Historic Farmers’ Market manager Lisa Morrison echoed the concerns of the two farmers.

“If they’re a local, small-scale farmer, they’re doing everything themselves,” she said. “They’re farming the fields and then they’re also coming to the farmers market.”

“So when it gets to a point like at Seaport when they’re expecting the farmers to be there more than one day a week, or three days a week, then that jeopardizes the viability of a small-scale local farmer to be able to keep his business going.”

Pickford said he’s benefitting from the coop model at the Historic market. He and Boates said their sales are decent this season, and their regular customers know where to find them.

“There’s lots of room for two markets,” Boates said.

 

Seaport vendors feeling positive

Last Thursday, during a World Café-style event, the port authority told vendors renovations were about to begin.

One vendor, who didn’t want his name used because he wants to maintain a good relationship with Seaport, said the World Café meeting was “a bit misleading and manipulative,” and he wasn’t given the opportunity to ask how many days a week the market would be open.

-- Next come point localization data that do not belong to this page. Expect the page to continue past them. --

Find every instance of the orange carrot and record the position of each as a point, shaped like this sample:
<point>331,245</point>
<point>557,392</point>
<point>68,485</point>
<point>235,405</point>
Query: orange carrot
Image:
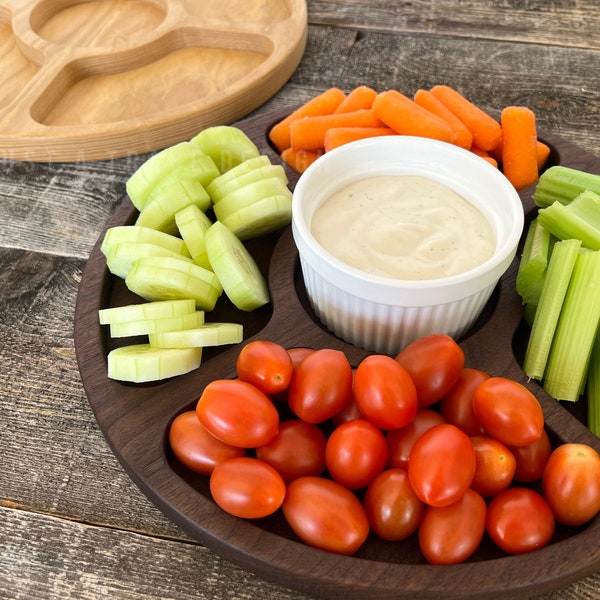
<point>519,146</point>
<point>309,133</point>
<point>338,136</point>
<point>486,131</point>
<point>359,98</point>
<point>299,160</point>
<point>485,155</point>
<point>323,104</point>
<point>463,136</point>
<point>408,118</point>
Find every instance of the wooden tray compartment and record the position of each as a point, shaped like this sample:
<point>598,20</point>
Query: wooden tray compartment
<point>135,420</point>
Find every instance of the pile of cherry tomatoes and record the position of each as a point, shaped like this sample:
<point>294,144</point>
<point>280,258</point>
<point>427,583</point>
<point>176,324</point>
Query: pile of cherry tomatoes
<point>413,444</point>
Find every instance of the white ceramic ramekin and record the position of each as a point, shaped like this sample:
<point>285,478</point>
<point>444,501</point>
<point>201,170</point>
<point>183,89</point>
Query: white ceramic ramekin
<point>384,314</point>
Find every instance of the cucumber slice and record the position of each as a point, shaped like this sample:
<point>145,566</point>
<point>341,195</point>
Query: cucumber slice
<point>210,334</point>
<point>166,201</point>
<point>228,146</point>
<point>183,160</point>
<point>136,233</point>
<point>165,278</point>
<point>139,363</point>
<point>237,271</point>
<point>123,256</point>
<point>162,309</point>
<point>249,194</point>
<point>192,224</point>
<point>147,326</point>
<point>220,190</point>
<point>260,218</point>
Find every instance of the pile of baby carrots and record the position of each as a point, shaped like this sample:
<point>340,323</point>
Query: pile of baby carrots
<point>334,118</point>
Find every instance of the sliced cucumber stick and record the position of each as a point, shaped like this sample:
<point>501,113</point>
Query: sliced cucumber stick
<point>237,271</point>
<point>139,363</point>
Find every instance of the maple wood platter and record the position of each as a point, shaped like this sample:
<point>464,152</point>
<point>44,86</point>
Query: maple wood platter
<point>135,420</point>
<point>93,80</point>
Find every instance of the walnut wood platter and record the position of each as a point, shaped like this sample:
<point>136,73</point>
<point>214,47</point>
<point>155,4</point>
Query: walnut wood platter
<point>92,80</point>
<point>135,420</point>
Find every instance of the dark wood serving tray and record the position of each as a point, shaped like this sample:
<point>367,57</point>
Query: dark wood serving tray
<point>135,420</point>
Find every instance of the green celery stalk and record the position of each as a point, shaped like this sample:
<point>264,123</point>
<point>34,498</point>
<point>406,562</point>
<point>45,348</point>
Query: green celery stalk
<point>552,296</point>
<point>566,370</point>
<point>563,184</point>
<point>533,263</point>
<point>593,389</point>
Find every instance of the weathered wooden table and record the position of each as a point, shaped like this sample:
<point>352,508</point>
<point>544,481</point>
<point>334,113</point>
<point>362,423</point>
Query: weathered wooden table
<point>72,524</point>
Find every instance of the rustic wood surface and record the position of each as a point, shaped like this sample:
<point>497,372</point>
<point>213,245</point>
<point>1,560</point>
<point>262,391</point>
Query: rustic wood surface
<point>73,523</point>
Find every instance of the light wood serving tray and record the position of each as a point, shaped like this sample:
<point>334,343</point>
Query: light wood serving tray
<point>92,80</point>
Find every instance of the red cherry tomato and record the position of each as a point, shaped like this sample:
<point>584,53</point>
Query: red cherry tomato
<point>326,515</point>
<point>265,364</point>
<point>400,441</point>
<point>519,520</point>
<point>321,385</point>
<point>195,447</point>
<point>441,465</point>
<point>247,487</point>
<point>434,362</point>
<point>495,466</point>
<point>508,411</point>
<point>457,405</point>
<point>237,413</point>
<point>392,506</point>
<point>451,534</point>
<point>531,459</point>
<point>571,483</point>
<point>356,453</point>
<point>384,392</point>
<point>297,450</point>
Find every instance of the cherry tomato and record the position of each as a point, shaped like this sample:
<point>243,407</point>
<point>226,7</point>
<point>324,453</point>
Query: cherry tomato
<point>571,483</point>
<point>392,506</point>
<point>457,405</point>
<point>519,520</point>
<point>265,364</point>
<point>247,487</point>
<point>451,534</point>
<point>441,465</point>
<point>508,411</point>
<point>400,441</point>
<point>356,453</point>
<point>321,385</point>
<point>434,362</point>
<point>195,447</point>
<point>384,392</point>
<point>237,413</point>
<point>531,459</point>
<point>297,450</point>
<point>495,466</point>
<point>326,515</point>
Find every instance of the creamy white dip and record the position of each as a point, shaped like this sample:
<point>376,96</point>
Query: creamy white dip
<point>404,227</point>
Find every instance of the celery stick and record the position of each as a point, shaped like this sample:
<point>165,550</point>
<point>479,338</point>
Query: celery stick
<point>565,224</point>
<point>566,370</point>
<point>593,389</point>
<point>562,184</point>
<point>548,311</point>
<point>533,264</point>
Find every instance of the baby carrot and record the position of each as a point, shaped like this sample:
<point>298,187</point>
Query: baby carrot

However, he said the turnout of more than 100 vendors was positive, and he felt somewhat reassured by the fact the meeting took place at all.

“Am I feeling reassured? A little bit, I am, yeah. I do get the sense that someone is actually steering the ship now.”

The first time he realized the market was in good hands was when he received an email from the port authority, and then a follow-up phone call to confirm he got the email. He was delighted to see that management had “the time and resources to actually call us and make sure we’re on the same page”

Several other Seaport vendors Haligonia spoke to last Saturday were happy with the market’s new direction.

“Seaport is going to have lots of renovations so I believe it will be better,” Turkish cuisine vendor Coskun Ayazoglu said. Though he started at the Historic market, Ayazoglu was happy overall with Seaport, and plans to stay put.

“Things will be better,” he said with a genuine smile.

Seaport Farmers’ Market manager Julie Chaisson said her market is focused on building a customer-friendly space, and vendors will benefit from that.

“It’s farm-to-table, whether you shop at one market or another,” she said.

“It’s about a philosophy around local food, primary producers and connecting the producer with the customer.”